Frequently asked questions
Does this vulnerability allow remote code execution or system takeover?
No. The vulnerability is limited to spoofing attestation results—making a device appear healthy or trustworthy when it may not be. It does not grant code execution, lateral movement, or direct access to other systems. However, a spoofed attestation claim could be used to bypass conditional access controls or zero-trust policies that trust the device's reported state, potentially leading to downstream compromise.
Can an attacker without physical access exploit this?
No. The CVSS vector explicitly requires physical access (AV:P). An attacker must be present at the device or have tampered with it in person. Remote attacks are not possible via this vulnerability alone.
Do I need to patch systems that don't use Azure Attestation or Device Health Attestation?
If your organization does not actively use these services or does not rely on device attestation for access control decisions, the immediate risk is lower. However, Microsoft may have integrated these services into Windows updates, so patching is still recommended as a general security hygiene practice and to reduce the attack surface.
Is there a workaround if I cannot patch immediately?
Mitigations include restricting administrative access to trusted users, implementing strong physical security controls around devices, disabling Device Health Attestation if it is not in use, and monitoring attestation service logs for suspicious activity. These controls reduce but do not eliminate the risk; patching should be scheduled as soon as feasible.
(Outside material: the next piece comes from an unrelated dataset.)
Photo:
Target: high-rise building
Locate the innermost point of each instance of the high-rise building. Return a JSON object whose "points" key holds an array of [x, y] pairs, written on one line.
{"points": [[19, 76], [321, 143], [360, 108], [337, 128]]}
This analysis is based on publicly available information as of the publication date. CVSS scores, affected product lists, and patch guidance are derived from official sources; verify version numbers and availability against Microsoft's security advisories before deploying patches. This vulnerability requires physical access and elevated privileges—while a real security concern, it does not represent an immediate remote threat to most organizations. No exploit code or weaponized proof-of-concept is discussed or endorsed. Organizations should conduct their own risk assessment based on their specific use of attestation services and threat model. Source: NVD (public-domain), retrieved 2026-07-16. Analysis generated by SEC.co (claude-haiku-4-5).